More Than I’d Bargained For

Getting this last load to California has turned out to be a disaster more than anything else. My delivery was early yesterday and my next pickup is not until early tomorrow, so all told I will have spent almost three solid days sitting around in this relative hellhole. Then it’s off to Texas. Oh, joy.

Hasn’t, of course, been all bad. I’d never see an entire interstate shut down at 6 in the morning, and now I can say I have. I was lucky enough to find an alternative to the TA truck stop to spend these last two days, a dinky mom & pop place so new it doesn’t even smell like urine yet. I know there’ve been some other things to cheer about; just can’t think of them at the moment.

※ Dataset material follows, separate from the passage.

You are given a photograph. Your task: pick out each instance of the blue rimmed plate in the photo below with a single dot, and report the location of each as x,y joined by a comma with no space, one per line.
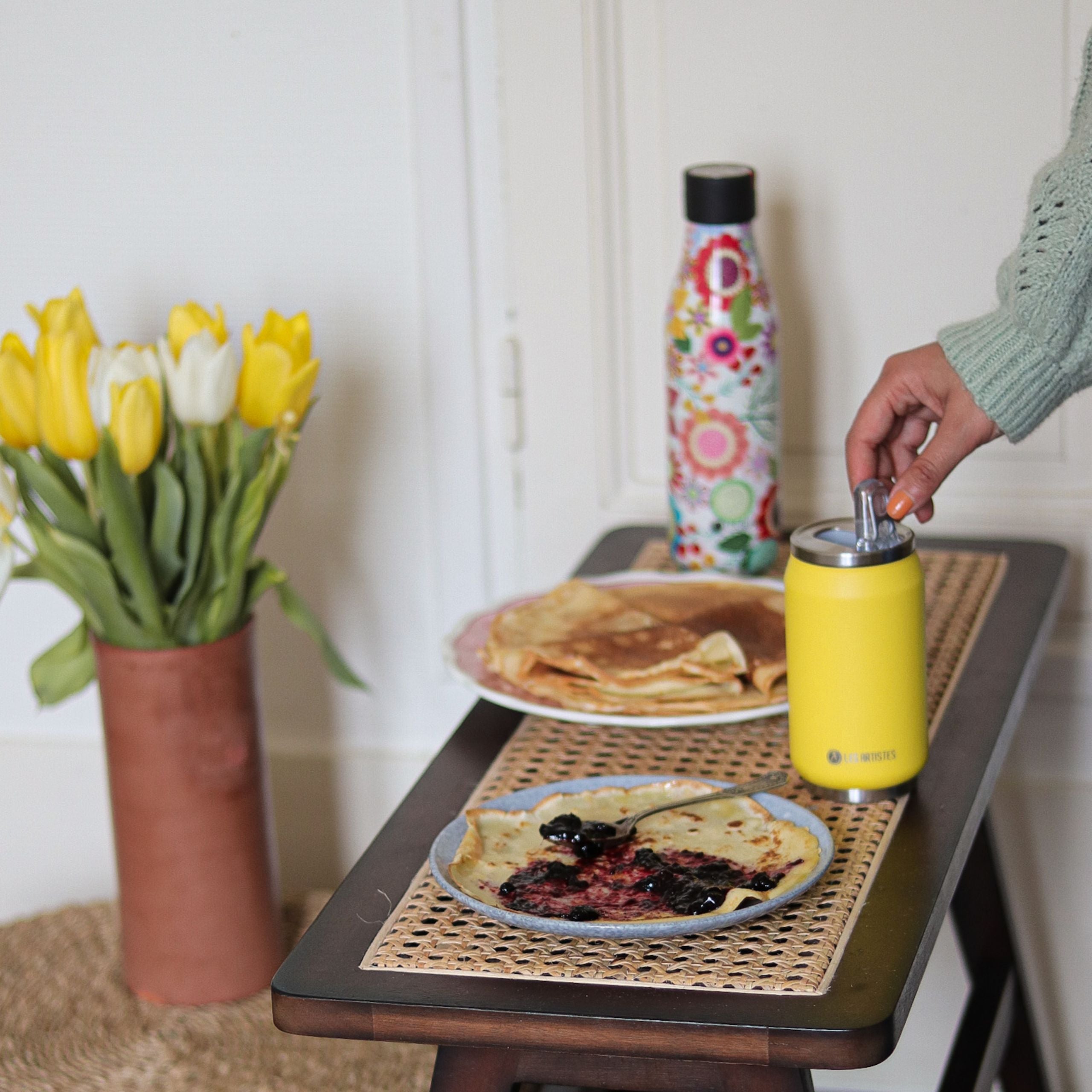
449,839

Anyway, I did find some WiFi here at this mom & pop. (Had been several signals at the TA, none of them strong enough to connect to.) And decided to zap the second novel off to my agent.

What? A second novel? Actually, I can’t recall if I’ve mentioned it before or not. An odd beast (“What? you’re saying – The Great American Desert wasn’t odd?”), I’m still not sure that it isn’t what the statisticians call an outlier. It’s call Big Rock Candy Mountain, and is about the childishness of the American Male. Set in Las Vegas, of all places. I’d love to get some copies printed so more folks could read it but I still have all these crates of the first one sitting around and tying up my non-existent capital. Christmas is coming up, you know. Makes a great gift.

Oh, shameful! An artist so-called soiling his hands in the marketplace!

I learned an interesting lesson when I self-published Desert. Lots and lots of people had told me they definitely wanted copies, and I foolishly assumed that meant they wanted to buy copies. Some of them did. Most however seemed to think I was performing a public service. Well, if I could afford to, I would. Then I thought I’d put up the sample on the website, give folks a chance to see that what I was offering wasn’t your common or garden-variety sort of tale but a stab at a literature itself. Anyone got any other bright marketing ideas?

Here’s one of the more depressing pieces of news I’ve heard lately: A friend, who would like to have her book club tackle my winsome tome, is sorry to say that her book club, yes BOOK club, has resolved not to choose any book the members would have to spend money for.

Maybe my agent will write me back to say that Candy Mountain is just crass enough that the public will forgive my literary pretensions. I sure hope so, because this next one is nothing if not literary. Yes, I know; some of you are thinking it’s no doubt pretentious as well.